CVE-2024-52035
An integer overflow vulnerability exists in the OLE Document File Allocation Table Parser functionality of catdoc 0.95. A specially crafted malformed file can lead to heap-based memory corruption. An attacker can provide a malicious file to trigger this vulnerability.

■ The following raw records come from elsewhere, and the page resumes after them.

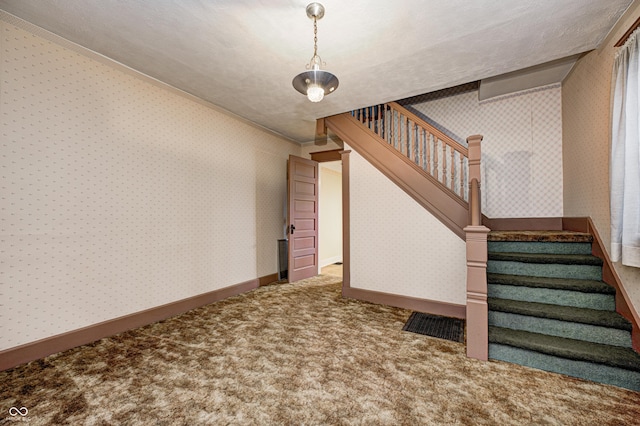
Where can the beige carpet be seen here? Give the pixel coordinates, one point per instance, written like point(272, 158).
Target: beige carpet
point(291, 354)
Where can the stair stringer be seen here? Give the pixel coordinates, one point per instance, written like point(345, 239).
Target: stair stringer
point(424, 189)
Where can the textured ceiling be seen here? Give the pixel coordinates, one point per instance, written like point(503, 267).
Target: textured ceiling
point(241, 55)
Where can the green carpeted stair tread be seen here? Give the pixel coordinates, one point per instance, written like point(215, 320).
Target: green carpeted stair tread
point(563, 259)
point(563, 313)
point(584, 286)
point(597, 353)
point(541, 236)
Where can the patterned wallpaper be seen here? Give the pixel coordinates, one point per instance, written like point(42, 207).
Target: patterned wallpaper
point(119, 195)
point(396, 245)
point(521, 149)
point(587, 141)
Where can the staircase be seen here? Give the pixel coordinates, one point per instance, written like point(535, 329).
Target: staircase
point(549, 308)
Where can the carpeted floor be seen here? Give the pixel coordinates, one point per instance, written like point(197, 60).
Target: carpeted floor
point(292, 354)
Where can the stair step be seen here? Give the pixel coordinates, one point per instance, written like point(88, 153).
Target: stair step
point(555, 291)
point(539, 247)
point(563, 313)
point(540, 236)
point(546, 258)
point(613, 356)
point(574, 266)
point(589, 361)
point(584, 286)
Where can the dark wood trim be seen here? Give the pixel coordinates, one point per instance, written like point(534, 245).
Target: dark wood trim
point(423, 188)
point(324, 156)
point(626, 35)
point(577, 224)
point(609, 275)
point(523, 224)
point(406, 302)
point(346, 222)
point(267, 279)
point(18, 355)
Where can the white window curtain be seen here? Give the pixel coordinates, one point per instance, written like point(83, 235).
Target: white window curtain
point(625, 155)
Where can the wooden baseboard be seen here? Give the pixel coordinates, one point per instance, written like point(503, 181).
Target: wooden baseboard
point(41, 348)
point(523, 224)
point(406, 302)
point(268, 279)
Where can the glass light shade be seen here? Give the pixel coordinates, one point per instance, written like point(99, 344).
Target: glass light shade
point(315, 93)
point(316, 78)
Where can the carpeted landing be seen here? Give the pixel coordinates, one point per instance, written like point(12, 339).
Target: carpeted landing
point(297, 354)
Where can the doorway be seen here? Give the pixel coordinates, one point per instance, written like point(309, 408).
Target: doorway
point(330, 218)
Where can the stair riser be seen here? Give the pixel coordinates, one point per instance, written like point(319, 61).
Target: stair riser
point(582, 272)
point(538, 247)
point(584, 370)
point(570, 330)
point(603, 302)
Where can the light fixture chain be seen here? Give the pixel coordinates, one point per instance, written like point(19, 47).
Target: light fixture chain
point(315, 36)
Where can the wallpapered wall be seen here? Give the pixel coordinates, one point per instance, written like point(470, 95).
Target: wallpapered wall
point(397, 246)
point(119, 195)
point(521, 149)
point(587, 141)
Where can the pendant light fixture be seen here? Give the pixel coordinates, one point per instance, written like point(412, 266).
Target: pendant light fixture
point(315, 83)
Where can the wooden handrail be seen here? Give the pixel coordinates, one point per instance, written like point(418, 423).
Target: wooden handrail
point(441, 157)
point(433, 130)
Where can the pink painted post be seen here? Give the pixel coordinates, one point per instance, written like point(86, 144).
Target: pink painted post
point(476, 240)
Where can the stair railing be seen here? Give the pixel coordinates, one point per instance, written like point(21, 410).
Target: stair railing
point(457, 169)
point(436, 153)
point(476, 241)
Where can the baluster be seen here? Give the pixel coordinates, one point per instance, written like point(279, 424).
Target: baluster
point(408, 137)
point(429, 168)
point(444, 163)
point(462, 176)
point(436, 173)
point(422, 148)
point(416, 143)
point(453, 170)
point(371, 119)
point(400, 126)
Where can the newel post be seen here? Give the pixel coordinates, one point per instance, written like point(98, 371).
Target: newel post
point(476, 241)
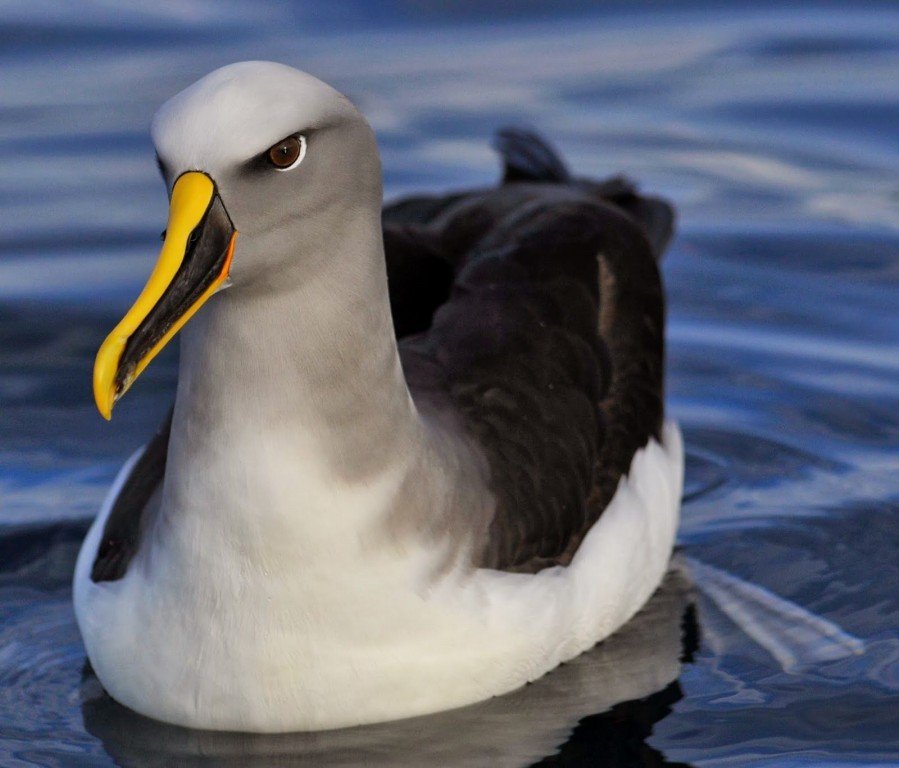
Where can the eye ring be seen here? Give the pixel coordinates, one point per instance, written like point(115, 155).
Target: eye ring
point(287, 153)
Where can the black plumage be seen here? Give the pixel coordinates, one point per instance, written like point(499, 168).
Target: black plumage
point(535, 311)
point(549, 343)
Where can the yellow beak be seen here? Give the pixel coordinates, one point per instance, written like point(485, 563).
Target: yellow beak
point(194, 263)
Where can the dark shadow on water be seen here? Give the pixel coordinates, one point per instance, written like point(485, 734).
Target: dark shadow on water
point(597, 710)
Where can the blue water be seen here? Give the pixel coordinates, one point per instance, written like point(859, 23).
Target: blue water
point(776, 133)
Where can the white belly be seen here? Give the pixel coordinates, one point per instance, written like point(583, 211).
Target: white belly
point(302, 639)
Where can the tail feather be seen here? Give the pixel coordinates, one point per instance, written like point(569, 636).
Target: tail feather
point(527, 156)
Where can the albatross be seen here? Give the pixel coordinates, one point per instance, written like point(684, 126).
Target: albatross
point(418, 455)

The versions below were either tested or verified to be vulnerable by Talos or confirmed to be vulnerable by the vendor.
catdoc 0.95
catdoc - http://wagner.pp.ru/~vitus/software/catdoc/
8.4 - CVSS:3.1/AV:L/AC:L/PR:N/UI:N/S:U/C:H/I:H/A:H
CWE-190 - Integer Overflow or Wraparound
The catdoc command-line utility is used by several filesystem indexers in order to extract the textual content from a Microsoft Word document. The purpose of this is to enable searching through the contents of documents that are stored on a filesystem.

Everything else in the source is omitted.